Regulation of cystathionine-beta-synthase (CBS) mediated hydrogen sulfide (H2S) production and its biological function

胱硫醚-β-合酶（CBS）介导的硫化氢（H2S）产生及其生物学功能的调节

• 批准号: 311587-2011
• 负责人: O, Karmin
• 金额: $ 2.62万
• 依托单位: University of Manitoba
• 依托单位国家: 加拿大
• 项目类别: Discovery Grants Program - Individual
• 财政年份: 2015
• 资助国家: 加拿大
• 起止时间: 2015-01-01 至 2016-12-31
• 项目状态: 已结题
• 来源: https://www.nserc-crsng.gc.ca/ase-oro/Details-Detailles_eng.asp?id=571592
• 关键词: Regulation; cystathionine; beta; synthase; CBS

Homocysteine (Hcy) and hydrogen sulfide (H2S) are two important molecules produced in the body during the metabolism of sulfur amino acids (i.e. methionine, cysteine). Hcy is an intermediate amino acid produced through the conversion of essential amino acid methionine to cysteine. Hcy can either be regenerated to methionine as well as metabolized to cysteine or H2S. Cystathionine beta-synthase (CBS) is a key enzyme that regulates Hcy metabolism and H2S generation. Reduced CBS enzyme activity leads to (1) increased Hcy and (2) decreased H2S levels in the blood. CBS enzyme is present in several organs including the kidney that plays a key role in regulating sulfur amino acid and Hcy metabolism. It has long been known that too much Hcy in the circulation, a condition called hyperhomocysteinemia, can cause multiple organ injury. Hyperhomocysteinemia is often found in persons with kidney failure. One of the common causes of kidney failure is ischemia-reperfusion injury. Ischemia is a hypoxic condition with decreased or no blood flow to the tissue and reperfusion is the restoration of blood flow to the ischemic tissue. The affected tissue undergoes oxidative stress, a condition in which cells are damaged by reactive oxygen species. Oxidative stress occurs when there is an imbalance between the production of reactive oxygen species and the detoxifying capability of antioxidant defense mechanisms. We have observed that ischemia-reperfusion causes a reduction of CBS enzyme activity leading to Hcy accumulation in the kidney. Hcy, in turn, stimulates the production of reactive oxygen species in the kidney causing oxidative stress and cell death. The H2S level in the kidney is severely decreased upon ischemia-reperfusion and is inversely associated with tissue damage. At physiological levels, H2S acts as a vasodilator and neurotransmitter. However, the biological function of H2S in the kidney is not well understood. In the proposed research, we aim to identify (1) the role that H2S plays in the kidney (2) whether regulation of H2S synthesis through restoration of CBS activity offers any protective effect against ischemia-reperfusion induced oxidative stress and kidney damage.
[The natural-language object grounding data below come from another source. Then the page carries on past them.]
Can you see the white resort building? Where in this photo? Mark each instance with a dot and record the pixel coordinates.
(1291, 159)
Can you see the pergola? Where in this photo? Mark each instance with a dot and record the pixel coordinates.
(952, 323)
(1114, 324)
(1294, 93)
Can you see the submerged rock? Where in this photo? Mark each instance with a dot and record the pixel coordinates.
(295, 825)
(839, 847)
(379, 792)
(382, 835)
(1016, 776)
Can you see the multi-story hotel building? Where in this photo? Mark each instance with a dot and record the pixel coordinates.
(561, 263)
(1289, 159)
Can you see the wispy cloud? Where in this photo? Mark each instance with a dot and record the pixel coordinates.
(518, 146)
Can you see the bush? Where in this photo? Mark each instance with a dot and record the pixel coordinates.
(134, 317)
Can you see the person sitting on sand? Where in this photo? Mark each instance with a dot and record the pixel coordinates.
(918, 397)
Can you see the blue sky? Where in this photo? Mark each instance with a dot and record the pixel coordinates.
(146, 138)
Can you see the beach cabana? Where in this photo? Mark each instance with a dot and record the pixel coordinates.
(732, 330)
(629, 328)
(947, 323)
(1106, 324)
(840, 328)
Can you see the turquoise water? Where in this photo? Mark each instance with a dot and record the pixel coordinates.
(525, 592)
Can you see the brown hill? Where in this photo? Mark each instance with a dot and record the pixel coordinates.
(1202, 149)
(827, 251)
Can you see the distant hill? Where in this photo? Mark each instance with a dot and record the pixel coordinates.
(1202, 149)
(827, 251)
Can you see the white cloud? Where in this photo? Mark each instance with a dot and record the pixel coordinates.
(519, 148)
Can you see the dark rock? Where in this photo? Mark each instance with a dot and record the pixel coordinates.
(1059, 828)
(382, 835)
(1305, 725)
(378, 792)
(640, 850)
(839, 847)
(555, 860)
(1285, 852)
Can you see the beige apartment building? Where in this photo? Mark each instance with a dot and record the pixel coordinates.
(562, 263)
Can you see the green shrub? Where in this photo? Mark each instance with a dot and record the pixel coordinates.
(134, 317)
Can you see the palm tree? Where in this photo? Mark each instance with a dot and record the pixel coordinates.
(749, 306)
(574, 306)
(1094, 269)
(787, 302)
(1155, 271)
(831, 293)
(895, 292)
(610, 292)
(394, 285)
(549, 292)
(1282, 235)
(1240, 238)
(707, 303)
同型半胱氨酸（Hcy）和硫化氢（H2S）是体内硫氨基酸（即蛋氨酸、半胱氨酸）代谢过程中产生的两种重要分子。Hcy是必需氨基酸蛋氨酸转化为半胱氨酸产生的中间氨基酸。Hcy既可以再生为蛋氨酸，也可以代谢为半胱氨酸或H2S。胱硫氨酸-合成酶（CBS）是调节Hcy代谢和H2S生成的关键酶。CBS酶活性降低导致(1)血液中Hcy升高和(2)H2S水平降低。CBS酶存在于包括肾脏在内的多个器官中，在调节硫氨基酸和Hcy代谢中起关键作用。人们早就知道，血液循环中过量的Hcy，即高同型半胱氨酸血症，会导致多器官损伤。高同型半胱氨酸血症常见于肾衰竭患者。肾功能衰竭的常见原因之一是缺血再灌注损伤。缺血是一种缺氧状态，减少或没有血液流向组织，再灌注是恢复血液流向缺血组织。受影响的组织经历氧化应激，在这种情况下，细胞被活性氧破坏。当活性氧的产生与抗氧化防御机制的解毒能力之间存在不平衡时，就会发生氧化应激。我们观察到缺血-再灌注导致CBS酶活性降低，导致肾中Hcy积累。反过来，Hcy刺激肾脏中活性氧的产生，导致氧化应激和细胞死亡。肾内H2S水平在缺血-再灌注时严重降低，与组织损伤呈负相关。在生理水平上，H2S作为血管扩张剂和神经递质。然而，H2S在肾脏中的生物学功能尚不清楚。在我们提出的研究中，我们旨在确定(1)H2S在肾脏中的作用(2)通过恢复CBS活性调节H2S合成是否对缺血-再灌注诱导的氧化应激和肾脏损伤具有保护作用。